A new system is set to replace the local body tax (LBT), which will be scrapped from August 1.
The Maharashtra government claimed around 97.7% of the traders will be exempted from local taxes, while only 50 big manufacturers and companies will continue to pay them. The ‘tax holiday’ offered to the traders, however, may not stay for long because the state is considering an ‘agriculture surcharge’ to be levied very soon.
The state government has almost finalised allowing 25 municipal corporations to collect stamp duty on real estate deals to make up for the LBT losses. The announcement is expected to be made in the legislature this week. The new option comes with an additional financial burden of around Rs 4,000 crore because the traders have to pay no local taxes till the Goods and Service Tax (GST) comes into force by April 1, 2016.
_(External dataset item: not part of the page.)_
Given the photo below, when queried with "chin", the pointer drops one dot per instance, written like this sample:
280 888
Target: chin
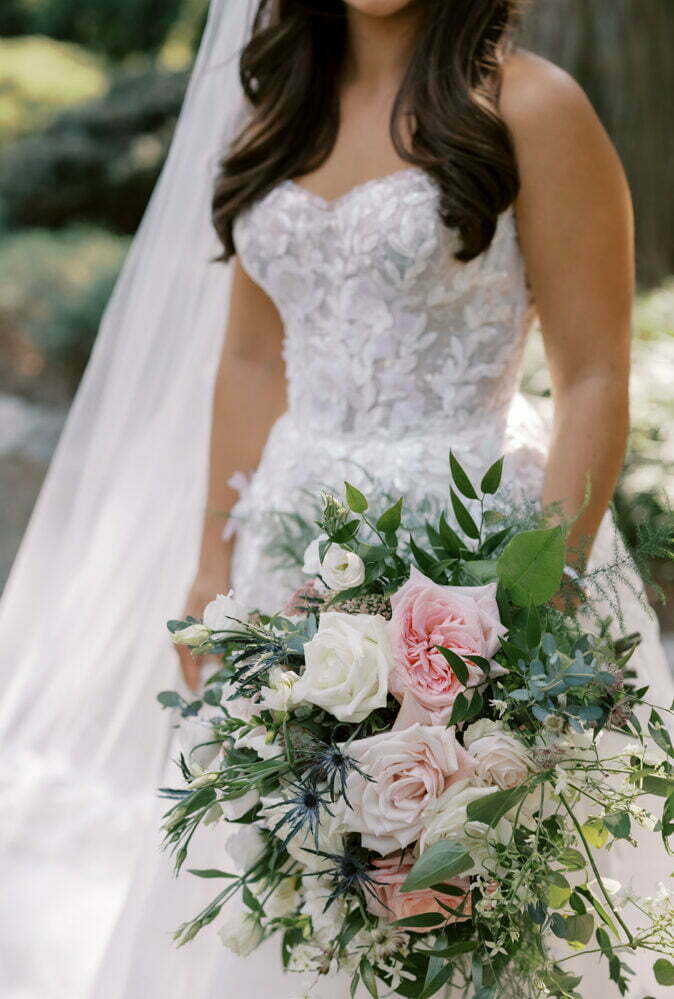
379 8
The scrapping, however, comes with a catch because traders with an annual turnover of Rs50 crore or more will not be entitled to an exemption from the LBT. “Only 50 manufacturers or companies have not been covered in the new system and I think this will be largely accepted by the trading community. We have decided to make the big players an exception because they would have otherwise enjoyed undue windfall,” said chief minister Devendra Fadnavis.
According to government sources, the manufacturers or the industries that are into the inter-state trading will continue to pay the LBT. “The limit of the annual turnover of Rs 50 crore is to ensure the burden of the tax on goods exported to other states is not put on the people of Maharashtra,” an officer from the finance department said.
Fadnavis also claimed though the government has made a budgetary allocation of Rs 2,098 crore to make up for the the LBT losses between August and December this year, the burden will be lesser than that.
Mohan Gurnani of the Federation of Associations of Manufacturers said though they are happy with the decision, it cannot be welcomed. “The traders dealing in inter region trade of petroleum products will have to pay the taxes. The government should have borne the burden which could have been just Rs 286 crore,” he said.